Clinical Director Lashanna Alfred addressed the crowd before the ribbon cutting.

“The majority of our clients are coming from detox [to] here. So once they’re detoxed through Mercy Systems, Promedica, UTMC, or Arrowhead, they come here and we give them the long-term treatment they need in order to be successful,” Ms. Adelphia-Long said.

She went on to say that numerous studies have shown that long-term treatment programs result in a lower recidivism rate among people in recovery from drug or alcohol addiction.

“Those that have been in treatment for 12 months tend to be the most successful in terms of being able to maintain their sobriety. It takes us a long time to get to a place where we need this kind of help,” she said. “It takes more than 90 days to redo and heal some of what it took to get to the place where you would need to come to a facility like this.”

Once admitted to the NAOMI program, Clinical Director Lashanna Alfred said that residents are supplied with what they need in order to focus on their healing and sobriety.

“They stay from 6 to12 months. It’s a structured program. They get around the clock treatment, and they have access to community resources,” Ms. Alfred said.

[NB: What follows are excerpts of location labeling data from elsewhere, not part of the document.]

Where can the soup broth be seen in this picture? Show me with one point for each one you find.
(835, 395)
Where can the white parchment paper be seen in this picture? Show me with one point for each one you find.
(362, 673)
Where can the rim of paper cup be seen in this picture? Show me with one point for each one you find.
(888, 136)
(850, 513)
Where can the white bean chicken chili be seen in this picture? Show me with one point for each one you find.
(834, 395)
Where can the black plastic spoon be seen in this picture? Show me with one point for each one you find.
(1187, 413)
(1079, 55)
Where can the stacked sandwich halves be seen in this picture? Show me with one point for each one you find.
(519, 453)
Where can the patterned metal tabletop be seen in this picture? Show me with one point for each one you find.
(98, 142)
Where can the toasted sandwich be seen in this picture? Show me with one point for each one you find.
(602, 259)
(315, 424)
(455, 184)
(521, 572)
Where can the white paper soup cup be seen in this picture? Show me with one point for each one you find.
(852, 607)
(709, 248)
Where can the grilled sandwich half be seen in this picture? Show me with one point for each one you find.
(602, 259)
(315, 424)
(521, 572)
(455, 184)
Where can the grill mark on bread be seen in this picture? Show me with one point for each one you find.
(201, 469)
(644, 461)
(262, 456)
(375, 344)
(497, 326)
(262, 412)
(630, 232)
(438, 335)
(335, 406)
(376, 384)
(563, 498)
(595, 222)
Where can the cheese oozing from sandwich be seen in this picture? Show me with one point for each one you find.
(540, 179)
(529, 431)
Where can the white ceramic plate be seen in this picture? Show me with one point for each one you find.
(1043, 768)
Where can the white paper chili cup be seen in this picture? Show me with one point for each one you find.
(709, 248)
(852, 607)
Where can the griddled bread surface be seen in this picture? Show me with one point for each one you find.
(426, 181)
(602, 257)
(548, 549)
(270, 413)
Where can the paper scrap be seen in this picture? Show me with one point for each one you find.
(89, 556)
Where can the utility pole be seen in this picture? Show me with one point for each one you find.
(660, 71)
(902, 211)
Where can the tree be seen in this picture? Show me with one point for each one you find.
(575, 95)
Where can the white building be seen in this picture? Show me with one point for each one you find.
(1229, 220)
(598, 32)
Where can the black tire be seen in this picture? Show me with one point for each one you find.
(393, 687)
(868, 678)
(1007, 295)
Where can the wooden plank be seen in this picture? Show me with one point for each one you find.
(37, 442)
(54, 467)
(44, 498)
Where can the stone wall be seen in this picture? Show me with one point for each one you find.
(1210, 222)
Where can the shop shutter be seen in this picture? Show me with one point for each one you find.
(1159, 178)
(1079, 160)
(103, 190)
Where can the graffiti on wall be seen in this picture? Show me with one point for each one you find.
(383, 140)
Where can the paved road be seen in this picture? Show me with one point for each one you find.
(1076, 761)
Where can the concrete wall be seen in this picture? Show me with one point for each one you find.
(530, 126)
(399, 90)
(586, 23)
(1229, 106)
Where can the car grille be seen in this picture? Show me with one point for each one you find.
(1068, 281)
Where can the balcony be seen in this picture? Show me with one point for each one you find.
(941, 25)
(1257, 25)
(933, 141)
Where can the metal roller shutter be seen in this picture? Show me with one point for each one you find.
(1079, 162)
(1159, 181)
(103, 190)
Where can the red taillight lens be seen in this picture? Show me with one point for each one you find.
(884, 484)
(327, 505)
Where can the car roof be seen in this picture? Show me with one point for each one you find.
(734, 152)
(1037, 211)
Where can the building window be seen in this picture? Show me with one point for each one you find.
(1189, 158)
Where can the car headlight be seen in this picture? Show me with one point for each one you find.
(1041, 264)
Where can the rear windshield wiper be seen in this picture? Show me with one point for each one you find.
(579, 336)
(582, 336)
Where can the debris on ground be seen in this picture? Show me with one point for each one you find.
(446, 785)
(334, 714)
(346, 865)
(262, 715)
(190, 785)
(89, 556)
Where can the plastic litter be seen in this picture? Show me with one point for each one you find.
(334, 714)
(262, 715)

Bishop Duane Tisdale, Project Architect Scott Heacock, and Financier Roy Hutcheison (all front center) surrounded by the NAOMI Board of Directors and Executive Staff.

She said that NAOMI’s community partner organizations like the YMCA/YWCA, public library, and New Concepts help the program provide its residents with treatment from a holistic perspective – mind, body, soul, and spirit.

When asked about the new possibilities the expansion makes possible, Ms. Alfred and Ms. Adelphia-Long both talked about their excitement at being able to now house 10 residents.

“It’s truly amazing to see when somebody comes in here and to see them transform,” Ms. Adelphia-Long said. “We get to double our ability to do that and to me it’s pretty incredible.”